Pengerukan harta rakyat ratusan triliun pertahun lewat Freeport dan Indosat sebagai contoh pragmatis-nya bangsa Indonesia.
Isu – isu SARA, mulai dari Poso, Ahmadiyyah, Lia Eden, atau bahkan kasus lainnya yang identik dengan permainan intelijen dalam mengalihkan wacana.
Terealisasinya kenaikan BBM 180%, adanya beras impor yang masuk lebih dari 180 ribu ton, dan bahkan rencana kenaikan Tarif Dasar Listrik 30 – 80 % yang berarti pembantaian rakyat kecil
Rencana terbitnya Majalah Play Boy versi Indonesia di negeri ini dengan alasan simbol kebebasan berekspresi dan berpendapat.
Matinya ribuan rakyat Indonesia karena kelaparan di Yahukimo Irian Jaya, longsor di Purworejo, banjir di Mojokerto, Gempa Poso, Kapal karam di Lombok, atau kasus pembunuhan yang tiap jam ditayangkan melalui berita di televisi.

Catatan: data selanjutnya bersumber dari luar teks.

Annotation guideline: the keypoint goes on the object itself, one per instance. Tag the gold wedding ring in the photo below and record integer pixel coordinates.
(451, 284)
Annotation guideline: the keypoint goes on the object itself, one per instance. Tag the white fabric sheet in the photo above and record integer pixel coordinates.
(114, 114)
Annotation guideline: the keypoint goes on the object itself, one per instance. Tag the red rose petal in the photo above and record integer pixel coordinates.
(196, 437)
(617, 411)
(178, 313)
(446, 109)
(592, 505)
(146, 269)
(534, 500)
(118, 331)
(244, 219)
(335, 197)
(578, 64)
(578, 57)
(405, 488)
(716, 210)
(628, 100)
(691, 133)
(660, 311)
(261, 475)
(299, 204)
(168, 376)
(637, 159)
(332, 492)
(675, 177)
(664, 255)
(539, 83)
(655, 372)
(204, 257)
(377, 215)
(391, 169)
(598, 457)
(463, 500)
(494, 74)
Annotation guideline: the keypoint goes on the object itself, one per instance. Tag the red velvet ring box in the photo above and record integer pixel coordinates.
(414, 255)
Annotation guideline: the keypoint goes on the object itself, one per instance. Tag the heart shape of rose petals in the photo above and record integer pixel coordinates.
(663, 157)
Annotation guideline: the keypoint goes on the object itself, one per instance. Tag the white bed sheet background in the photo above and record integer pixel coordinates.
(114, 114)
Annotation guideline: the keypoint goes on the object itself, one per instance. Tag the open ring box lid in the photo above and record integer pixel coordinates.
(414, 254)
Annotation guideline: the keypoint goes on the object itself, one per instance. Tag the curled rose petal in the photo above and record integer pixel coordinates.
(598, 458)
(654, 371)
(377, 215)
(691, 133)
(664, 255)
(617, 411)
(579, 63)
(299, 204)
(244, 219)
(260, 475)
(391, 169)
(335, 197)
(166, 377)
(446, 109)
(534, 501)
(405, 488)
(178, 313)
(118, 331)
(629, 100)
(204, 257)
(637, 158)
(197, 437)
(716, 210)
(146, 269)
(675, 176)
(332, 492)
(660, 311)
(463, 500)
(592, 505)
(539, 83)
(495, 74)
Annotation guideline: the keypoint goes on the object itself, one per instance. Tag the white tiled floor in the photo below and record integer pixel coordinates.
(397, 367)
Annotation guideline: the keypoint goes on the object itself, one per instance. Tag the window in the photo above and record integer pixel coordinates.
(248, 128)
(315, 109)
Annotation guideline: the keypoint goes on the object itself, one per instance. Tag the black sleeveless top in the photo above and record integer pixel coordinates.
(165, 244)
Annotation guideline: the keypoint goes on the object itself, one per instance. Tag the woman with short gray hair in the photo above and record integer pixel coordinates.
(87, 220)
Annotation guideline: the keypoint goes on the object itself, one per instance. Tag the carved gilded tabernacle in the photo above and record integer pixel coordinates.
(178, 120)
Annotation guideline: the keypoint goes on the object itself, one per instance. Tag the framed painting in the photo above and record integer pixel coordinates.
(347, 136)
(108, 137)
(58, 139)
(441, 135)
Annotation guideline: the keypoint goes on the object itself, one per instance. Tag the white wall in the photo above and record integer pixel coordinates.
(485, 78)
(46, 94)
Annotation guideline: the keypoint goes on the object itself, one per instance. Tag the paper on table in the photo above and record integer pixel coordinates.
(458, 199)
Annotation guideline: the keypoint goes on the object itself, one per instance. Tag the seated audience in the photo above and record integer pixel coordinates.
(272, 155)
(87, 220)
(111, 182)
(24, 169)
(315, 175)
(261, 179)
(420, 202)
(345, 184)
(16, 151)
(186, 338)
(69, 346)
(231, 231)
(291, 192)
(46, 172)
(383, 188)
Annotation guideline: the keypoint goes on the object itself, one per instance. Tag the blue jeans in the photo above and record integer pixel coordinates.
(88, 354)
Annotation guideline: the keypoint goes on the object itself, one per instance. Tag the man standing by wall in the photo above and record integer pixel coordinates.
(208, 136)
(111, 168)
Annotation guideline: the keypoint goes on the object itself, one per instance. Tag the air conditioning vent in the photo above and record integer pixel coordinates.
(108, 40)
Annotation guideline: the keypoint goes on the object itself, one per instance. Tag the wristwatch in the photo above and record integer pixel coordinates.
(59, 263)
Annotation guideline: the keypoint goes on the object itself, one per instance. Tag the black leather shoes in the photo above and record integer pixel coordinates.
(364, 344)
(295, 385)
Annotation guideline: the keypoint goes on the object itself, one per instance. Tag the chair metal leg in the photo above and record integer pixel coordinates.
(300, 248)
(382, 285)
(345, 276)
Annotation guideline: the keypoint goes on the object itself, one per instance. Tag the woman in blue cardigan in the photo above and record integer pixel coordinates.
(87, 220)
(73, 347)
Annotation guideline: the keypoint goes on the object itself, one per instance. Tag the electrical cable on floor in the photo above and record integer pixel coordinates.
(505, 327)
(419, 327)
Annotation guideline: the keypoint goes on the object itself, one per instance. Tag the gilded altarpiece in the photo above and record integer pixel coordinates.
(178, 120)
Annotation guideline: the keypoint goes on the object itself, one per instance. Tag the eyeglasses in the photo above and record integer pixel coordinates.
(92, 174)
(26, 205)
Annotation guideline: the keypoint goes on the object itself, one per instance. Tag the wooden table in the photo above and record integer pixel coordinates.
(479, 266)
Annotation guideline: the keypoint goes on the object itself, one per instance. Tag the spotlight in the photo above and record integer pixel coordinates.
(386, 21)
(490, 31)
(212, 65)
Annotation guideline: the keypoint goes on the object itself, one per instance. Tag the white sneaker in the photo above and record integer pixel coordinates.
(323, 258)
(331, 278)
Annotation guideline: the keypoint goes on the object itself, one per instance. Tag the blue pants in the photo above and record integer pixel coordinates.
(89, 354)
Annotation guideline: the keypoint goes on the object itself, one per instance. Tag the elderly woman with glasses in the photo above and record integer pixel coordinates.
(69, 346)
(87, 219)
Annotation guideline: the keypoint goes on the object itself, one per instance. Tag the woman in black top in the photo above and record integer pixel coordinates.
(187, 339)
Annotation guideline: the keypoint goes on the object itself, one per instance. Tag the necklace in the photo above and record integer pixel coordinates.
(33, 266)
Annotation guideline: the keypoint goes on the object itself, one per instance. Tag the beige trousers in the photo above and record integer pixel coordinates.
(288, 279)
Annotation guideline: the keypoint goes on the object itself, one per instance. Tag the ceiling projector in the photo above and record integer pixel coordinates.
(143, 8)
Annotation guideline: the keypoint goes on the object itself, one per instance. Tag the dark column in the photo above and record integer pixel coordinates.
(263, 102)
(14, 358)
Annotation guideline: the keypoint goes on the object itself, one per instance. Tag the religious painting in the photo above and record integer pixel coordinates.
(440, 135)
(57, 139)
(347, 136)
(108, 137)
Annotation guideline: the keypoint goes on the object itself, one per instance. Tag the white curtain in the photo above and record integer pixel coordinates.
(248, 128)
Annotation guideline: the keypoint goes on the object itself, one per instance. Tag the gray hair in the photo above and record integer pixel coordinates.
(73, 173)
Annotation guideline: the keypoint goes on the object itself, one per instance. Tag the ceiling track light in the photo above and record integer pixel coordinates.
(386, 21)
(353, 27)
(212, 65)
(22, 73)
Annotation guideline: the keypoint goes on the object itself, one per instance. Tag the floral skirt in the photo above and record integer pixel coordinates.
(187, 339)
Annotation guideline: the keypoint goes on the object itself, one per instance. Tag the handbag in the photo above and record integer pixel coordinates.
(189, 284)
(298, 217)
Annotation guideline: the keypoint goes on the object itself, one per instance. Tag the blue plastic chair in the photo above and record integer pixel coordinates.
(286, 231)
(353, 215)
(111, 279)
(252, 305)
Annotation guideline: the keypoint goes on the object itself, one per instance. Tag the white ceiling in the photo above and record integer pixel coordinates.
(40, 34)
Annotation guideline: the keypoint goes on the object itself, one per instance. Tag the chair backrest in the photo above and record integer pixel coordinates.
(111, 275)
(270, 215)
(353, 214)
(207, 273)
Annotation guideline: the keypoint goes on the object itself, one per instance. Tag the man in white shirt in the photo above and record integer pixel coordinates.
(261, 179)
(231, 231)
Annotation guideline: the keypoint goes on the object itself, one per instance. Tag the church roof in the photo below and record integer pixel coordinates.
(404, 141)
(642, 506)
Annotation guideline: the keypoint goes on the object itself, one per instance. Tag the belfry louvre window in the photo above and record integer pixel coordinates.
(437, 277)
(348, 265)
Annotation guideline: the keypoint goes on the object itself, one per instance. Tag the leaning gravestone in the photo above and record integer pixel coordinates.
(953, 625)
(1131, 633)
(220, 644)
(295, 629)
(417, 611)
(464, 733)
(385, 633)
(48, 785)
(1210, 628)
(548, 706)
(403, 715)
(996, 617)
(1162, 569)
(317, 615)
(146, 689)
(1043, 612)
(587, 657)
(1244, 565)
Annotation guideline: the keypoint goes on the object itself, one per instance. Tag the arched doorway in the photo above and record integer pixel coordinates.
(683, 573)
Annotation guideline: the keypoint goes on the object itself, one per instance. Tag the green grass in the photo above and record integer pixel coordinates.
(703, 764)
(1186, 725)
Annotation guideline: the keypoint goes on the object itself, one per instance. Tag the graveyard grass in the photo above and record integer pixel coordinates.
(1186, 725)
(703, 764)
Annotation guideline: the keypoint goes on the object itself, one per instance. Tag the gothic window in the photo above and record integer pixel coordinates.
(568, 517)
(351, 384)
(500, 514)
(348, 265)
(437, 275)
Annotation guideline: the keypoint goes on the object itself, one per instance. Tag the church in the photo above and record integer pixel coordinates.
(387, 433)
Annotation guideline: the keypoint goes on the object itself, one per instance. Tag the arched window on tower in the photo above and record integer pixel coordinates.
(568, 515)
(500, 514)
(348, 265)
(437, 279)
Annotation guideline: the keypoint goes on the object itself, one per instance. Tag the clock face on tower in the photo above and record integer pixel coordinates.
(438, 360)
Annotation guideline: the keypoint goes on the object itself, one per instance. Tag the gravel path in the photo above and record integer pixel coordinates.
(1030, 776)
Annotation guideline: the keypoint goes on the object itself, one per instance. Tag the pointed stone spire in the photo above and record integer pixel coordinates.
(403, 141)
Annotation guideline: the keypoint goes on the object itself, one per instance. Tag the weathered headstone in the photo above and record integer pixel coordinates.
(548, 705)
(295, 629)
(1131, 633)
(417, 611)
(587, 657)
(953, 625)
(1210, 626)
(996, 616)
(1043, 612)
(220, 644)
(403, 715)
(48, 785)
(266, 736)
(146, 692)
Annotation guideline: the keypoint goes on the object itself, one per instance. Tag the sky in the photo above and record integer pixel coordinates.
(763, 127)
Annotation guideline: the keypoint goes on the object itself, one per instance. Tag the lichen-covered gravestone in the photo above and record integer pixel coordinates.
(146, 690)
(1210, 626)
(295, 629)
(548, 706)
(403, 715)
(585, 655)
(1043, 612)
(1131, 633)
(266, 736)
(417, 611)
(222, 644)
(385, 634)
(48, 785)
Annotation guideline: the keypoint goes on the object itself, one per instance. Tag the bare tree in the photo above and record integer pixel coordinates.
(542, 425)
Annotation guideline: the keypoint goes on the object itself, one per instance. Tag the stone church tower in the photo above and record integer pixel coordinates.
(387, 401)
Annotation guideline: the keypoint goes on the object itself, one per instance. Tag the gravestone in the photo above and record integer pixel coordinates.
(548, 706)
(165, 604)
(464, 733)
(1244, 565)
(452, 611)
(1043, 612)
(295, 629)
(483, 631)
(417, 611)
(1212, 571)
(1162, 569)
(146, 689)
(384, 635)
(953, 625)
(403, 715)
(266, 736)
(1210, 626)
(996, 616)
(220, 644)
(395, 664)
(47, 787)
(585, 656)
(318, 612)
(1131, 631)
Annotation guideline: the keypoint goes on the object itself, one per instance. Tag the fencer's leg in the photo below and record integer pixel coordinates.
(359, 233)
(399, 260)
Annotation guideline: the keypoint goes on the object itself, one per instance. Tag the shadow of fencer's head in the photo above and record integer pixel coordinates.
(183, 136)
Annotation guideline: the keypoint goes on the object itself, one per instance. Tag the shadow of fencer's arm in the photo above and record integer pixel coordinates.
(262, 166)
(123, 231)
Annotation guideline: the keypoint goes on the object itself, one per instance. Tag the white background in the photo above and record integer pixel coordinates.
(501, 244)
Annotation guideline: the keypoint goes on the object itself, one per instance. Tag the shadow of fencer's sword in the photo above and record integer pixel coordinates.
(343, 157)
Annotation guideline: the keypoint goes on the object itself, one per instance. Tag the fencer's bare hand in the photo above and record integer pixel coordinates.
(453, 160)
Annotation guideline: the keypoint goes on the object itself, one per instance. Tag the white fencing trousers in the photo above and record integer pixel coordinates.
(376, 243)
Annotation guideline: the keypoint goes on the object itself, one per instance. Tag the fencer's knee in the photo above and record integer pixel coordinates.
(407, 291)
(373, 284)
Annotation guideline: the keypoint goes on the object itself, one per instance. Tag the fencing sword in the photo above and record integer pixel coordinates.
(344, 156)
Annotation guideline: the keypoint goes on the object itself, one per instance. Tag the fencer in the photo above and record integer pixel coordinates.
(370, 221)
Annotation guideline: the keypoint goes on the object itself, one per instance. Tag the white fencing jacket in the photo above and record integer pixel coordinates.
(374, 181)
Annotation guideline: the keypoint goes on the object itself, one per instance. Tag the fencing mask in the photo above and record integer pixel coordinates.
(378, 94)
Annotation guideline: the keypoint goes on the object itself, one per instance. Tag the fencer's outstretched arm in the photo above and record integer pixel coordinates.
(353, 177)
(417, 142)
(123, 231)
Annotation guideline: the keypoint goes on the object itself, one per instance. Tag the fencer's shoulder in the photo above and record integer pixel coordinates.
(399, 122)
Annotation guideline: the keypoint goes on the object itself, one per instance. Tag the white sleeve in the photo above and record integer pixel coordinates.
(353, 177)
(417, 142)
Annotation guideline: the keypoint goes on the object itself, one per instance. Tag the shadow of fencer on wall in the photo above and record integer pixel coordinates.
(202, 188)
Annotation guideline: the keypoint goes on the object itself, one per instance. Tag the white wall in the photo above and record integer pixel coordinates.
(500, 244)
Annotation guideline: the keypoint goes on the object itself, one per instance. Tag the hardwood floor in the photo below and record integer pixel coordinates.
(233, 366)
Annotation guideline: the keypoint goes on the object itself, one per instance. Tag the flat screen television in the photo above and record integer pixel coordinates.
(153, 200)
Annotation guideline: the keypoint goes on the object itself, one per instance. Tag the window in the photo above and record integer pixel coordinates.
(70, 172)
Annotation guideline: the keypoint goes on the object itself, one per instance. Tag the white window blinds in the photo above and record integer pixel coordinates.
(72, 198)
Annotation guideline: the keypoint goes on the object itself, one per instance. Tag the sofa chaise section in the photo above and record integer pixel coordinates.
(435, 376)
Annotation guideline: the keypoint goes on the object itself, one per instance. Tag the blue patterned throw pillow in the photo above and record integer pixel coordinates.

Apa lagi...? Tidakkah cukup hal itu menyadarkan kita....
Saudaraku, jika kita masih merasa sebagai manusia yang mempunyai nurani. Begitu banyak bangsa kita mendapatkan peringatan yang maha dahsyatnya. Mulai dari tragedi yang bisa kita rasakan secara langsung seperti contoh di atas, maupun tidak langsung seperti invasi barat terhadap pemerintahan kita. Mau atau tidak mau, hal itu senantiasa berjalan di tengah kelengahan kita sebagai seorang pemuda. Masih layakkah kita saat ini menggenggam tangan kita, membungkam mulut kita, duduk bersantai ria, sedangkan tiap hari bangsa kita disuguhi oleh perjamuan tragedi kemanusiaan.
Cukup sudah kita berpangku tangan, seolah menjadi orang bego dengan menganggap urusan itu adalah urusan pemerintah, masalah korupsi adalah urusan polisi dan jaksa, demonstrasi kerjaan para aktivis mahasiswa. Lalu apa yang kita bisa...
Negeri ini tidak butuh pemuda bodoh yang hanya memperhatikan dirinya sendiri, masa depannya yang penuh dengan mimpi kemewahan duniawi.
Apa yang kita punyai saat ini ? Hartakah; dengan beban hutang yang lebih dari 2.200 triliun. Sumber daya-kah; dengan adanya perampasan bahan tambang, mulai dari pasir laut sampai pasir mulia (emas) oleh asing. Atau bahkan kecerdasankah; dengan peringkat HDI di atas 100 diantara bangsa – bangsa di dunia.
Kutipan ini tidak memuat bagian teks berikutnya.